Privacy watchdog wants timeframe for reporting data breach

This article is more than 12 months old

Singapore's privacy watchdog will soon mandate that organisations here report any breach of personal data, following a general consensus during a recent public consultation.

Revisions to the Personal Data Protection Act (PDPA) are expected to be tabled in Parliament next year, the Personal Data Protection Commission (PDPC) said yesterday.

The need for tougher breach reporting rules became more apparent after it was discovered last year that Uber had covered up a massive breach involving the personal details of about 57 million passengers and drivers.

The revised law will require individuals affected by a breach to be notified "as soon as practicable", and the PDPC to be notified no later than 72 hours after a breach is identified.

"Prescribing a cap of 72 hours provides clarity for organisations as to the definitive time by which they would have to notify the PDPC," said the privacy watchdog.

But several organisations had asked for more time.

Claiming that the 72-hour timeframe is not realistic, AsiaDPO president Huey Tan said during the consultation: "It adds unnecessary pressure to the incident management team (including data protection officers), and diverts time and resources away from the important task of identifying the facts and containing the incident."

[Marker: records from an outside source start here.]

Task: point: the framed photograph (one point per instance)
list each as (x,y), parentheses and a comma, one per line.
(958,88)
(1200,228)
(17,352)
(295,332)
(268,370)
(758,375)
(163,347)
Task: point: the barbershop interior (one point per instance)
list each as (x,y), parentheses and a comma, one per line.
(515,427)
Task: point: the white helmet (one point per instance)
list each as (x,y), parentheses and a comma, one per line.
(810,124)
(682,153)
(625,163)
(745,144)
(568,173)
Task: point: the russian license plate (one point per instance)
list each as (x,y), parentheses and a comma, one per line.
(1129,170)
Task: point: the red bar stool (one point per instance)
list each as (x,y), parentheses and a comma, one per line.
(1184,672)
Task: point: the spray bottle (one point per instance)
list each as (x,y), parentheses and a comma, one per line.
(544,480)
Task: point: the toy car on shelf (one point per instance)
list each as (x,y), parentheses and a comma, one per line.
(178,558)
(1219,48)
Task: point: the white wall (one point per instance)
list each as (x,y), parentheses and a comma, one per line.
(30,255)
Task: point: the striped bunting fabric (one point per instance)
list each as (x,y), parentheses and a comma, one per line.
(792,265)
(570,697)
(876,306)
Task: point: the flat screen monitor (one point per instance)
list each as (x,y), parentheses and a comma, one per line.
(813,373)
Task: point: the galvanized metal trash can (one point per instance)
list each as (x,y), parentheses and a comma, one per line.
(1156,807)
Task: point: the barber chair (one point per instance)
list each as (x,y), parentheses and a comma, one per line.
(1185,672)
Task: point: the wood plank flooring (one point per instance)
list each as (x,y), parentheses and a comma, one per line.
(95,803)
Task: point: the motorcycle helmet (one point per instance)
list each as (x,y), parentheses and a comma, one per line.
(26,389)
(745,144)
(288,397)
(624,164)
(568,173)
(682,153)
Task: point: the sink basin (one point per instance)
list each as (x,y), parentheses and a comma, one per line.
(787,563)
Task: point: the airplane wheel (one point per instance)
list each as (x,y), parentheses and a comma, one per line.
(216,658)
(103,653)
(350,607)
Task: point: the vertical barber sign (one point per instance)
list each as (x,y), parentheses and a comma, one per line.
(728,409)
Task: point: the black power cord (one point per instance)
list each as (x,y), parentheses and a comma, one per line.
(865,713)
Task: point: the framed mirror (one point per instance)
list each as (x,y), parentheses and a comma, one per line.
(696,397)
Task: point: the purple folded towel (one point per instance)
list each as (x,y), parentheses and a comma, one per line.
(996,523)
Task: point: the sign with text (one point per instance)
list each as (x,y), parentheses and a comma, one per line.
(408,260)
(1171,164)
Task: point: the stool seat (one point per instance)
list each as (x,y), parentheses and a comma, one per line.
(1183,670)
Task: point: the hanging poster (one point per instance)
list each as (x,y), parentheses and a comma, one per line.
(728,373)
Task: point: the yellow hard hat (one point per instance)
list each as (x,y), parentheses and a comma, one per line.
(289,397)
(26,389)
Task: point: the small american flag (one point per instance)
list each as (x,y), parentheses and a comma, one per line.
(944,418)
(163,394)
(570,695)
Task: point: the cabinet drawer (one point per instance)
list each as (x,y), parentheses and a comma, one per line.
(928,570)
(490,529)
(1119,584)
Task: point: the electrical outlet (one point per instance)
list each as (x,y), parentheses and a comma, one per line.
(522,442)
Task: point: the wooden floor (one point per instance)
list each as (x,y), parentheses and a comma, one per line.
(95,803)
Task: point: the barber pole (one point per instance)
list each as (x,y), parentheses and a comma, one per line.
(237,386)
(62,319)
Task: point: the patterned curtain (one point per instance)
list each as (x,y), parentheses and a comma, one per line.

AsiaDPO, a Singapore-based society comprising data protection officers, was one of the 62 organisations which participated in the consultation that concluded last October.

Recognising that organisations may need time to determine the veracity of suspected breaches, the PDPC will give them up to 30 days to assess if the breaches are eligible for reporting - similar to what is in place in Australia.

The 72-hour notification criterion will kick in only after this.

Initially, it had been proposed that at least 500 individuals must be affected by a breach before it becomes mandatory for an organisation to report it. The PDPC has removed the threshold and promised to provide a guide to help organisations assess the scale of breaches.

Google and Amazon Web Services, which participated in the public consultation, had welcomed the concession for Internet of Things devices.